Butchery. Now a massacre where there is little or no resistance on the part of those who are its victims. It was used once as the place where animals were slaughtered. [But see N.E.D. for modern quotations of the word in this latter sense.]

Al thing that is seld in the bocherie ete ye, axynge nothing for conscience.—1 Cor. x. 25. Wiclif.

Whence came it that they call the shambles or butcherie at Rome where flesh is to be sold, macellum?—Holland, Plutarch’s Morals, p. 869.

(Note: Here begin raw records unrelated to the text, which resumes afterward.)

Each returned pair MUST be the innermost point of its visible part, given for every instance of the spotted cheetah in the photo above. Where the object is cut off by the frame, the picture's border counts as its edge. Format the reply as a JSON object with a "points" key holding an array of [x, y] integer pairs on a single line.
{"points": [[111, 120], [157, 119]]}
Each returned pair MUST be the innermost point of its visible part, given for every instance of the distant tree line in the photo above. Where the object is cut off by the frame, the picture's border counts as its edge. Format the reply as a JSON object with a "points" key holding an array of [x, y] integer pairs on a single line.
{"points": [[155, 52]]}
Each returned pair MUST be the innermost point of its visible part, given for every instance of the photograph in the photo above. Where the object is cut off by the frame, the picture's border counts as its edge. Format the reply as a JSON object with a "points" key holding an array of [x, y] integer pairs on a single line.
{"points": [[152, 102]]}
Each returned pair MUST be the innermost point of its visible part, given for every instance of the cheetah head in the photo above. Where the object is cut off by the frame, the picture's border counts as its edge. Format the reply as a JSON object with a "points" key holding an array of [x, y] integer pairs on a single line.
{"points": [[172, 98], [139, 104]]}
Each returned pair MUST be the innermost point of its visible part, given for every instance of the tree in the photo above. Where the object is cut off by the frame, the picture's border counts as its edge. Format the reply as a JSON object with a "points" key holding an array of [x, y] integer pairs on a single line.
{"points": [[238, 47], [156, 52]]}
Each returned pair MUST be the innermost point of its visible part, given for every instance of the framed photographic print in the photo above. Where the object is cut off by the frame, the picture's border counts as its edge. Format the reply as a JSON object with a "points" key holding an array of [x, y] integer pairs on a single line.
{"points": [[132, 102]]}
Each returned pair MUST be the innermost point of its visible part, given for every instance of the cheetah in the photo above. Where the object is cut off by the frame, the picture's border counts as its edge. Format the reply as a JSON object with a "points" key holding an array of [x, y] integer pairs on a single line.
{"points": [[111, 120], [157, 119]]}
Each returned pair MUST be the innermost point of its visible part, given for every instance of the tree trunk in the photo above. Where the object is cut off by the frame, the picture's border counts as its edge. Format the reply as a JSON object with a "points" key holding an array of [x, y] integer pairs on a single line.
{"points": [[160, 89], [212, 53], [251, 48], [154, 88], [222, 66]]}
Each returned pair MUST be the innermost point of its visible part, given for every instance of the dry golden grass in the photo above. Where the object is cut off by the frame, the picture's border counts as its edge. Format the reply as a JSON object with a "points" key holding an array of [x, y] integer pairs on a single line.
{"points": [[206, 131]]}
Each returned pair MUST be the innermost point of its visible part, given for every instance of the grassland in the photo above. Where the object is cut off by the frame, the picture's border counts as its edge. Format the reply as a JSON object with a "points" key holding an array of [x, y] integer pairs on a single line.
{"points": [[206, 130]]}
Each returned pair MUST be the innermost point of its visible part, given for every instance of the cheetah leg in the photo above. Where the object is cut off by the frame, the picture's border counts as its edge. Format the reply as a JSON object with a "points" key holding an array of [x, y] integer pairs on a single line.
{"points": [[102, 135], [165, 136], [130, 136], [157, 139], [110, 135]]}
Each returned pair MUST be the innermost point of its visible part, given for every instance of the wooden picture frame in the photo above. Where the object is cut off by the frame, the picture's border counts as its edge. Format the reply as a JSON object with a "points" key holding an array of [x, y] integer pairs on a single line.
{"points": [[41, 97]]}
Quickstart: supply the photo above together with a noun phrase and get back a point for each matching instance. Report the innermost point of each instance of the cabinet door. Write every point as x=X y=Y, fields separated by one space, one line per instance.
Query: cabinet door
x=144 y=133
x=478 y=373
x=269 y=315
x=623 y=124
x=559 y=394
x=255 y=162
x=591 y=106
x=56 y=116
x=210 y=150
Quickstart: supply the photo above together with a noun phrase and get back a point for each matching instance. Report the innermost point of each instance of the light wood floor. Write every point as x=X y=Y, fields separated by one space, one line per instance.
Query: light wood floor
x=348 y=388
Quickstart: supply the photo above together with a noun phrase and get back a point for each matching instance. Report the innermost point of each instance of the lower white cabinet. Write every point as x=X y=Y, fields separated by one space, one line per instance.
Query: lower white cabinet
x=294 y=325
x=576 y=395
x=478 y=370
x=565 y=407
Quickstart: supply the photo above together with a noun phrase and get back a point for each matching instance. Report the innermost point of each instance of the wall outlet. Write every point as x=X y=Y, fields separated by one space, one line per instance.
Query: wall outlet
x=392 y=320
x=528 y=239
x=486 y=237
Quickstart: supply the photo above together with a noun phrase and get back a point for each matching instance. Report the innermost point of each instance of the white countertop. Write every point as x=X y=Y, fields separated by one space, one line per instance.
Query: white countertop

Buxom. The modern spelling of ‘buxom’ (it was somewhat, though not much better, when it was spelt ‘bucksome’) has quite hidden its identity with the German ‘biegsam,’ ‘beugsam,’ bendable, pliable, and so obedient. Ignorant of the history of the word, and trusting to the feeling and impression which it conveyed to their minds, men spoke of ‘buxom health’ and the like, meaning by this, having a cheerful comeliness. The epithet in this application is Gray’s, and Johnson justly finds fault with it. [See N.E.D. for the two quotations.] Milton, when he joins ‘buxom’ with ‘blithe and debonair,’ and Crashaw, in his otherwise beautiful line,

‘I am born

Again a fresh child of the buxom morn,’

show that already for them the true meaning of the word, common enough in our earlier writers, was passing away; yet Milton still uses it in its proper sense in Paradise Lost,—‘winnowing the buxom air,’ that is, the yielding air.

I submit myself unto this holy Church of Christ, to be ever buxom and obedient to the ordinance of it, after my knowledge and power, by the help of God.—Foxe, Book of Martyrs; Examination of William Thorpe.

Buxom, kind, tractable, and pliable one to the other.—Holland, Plutarch’s Morals, 316.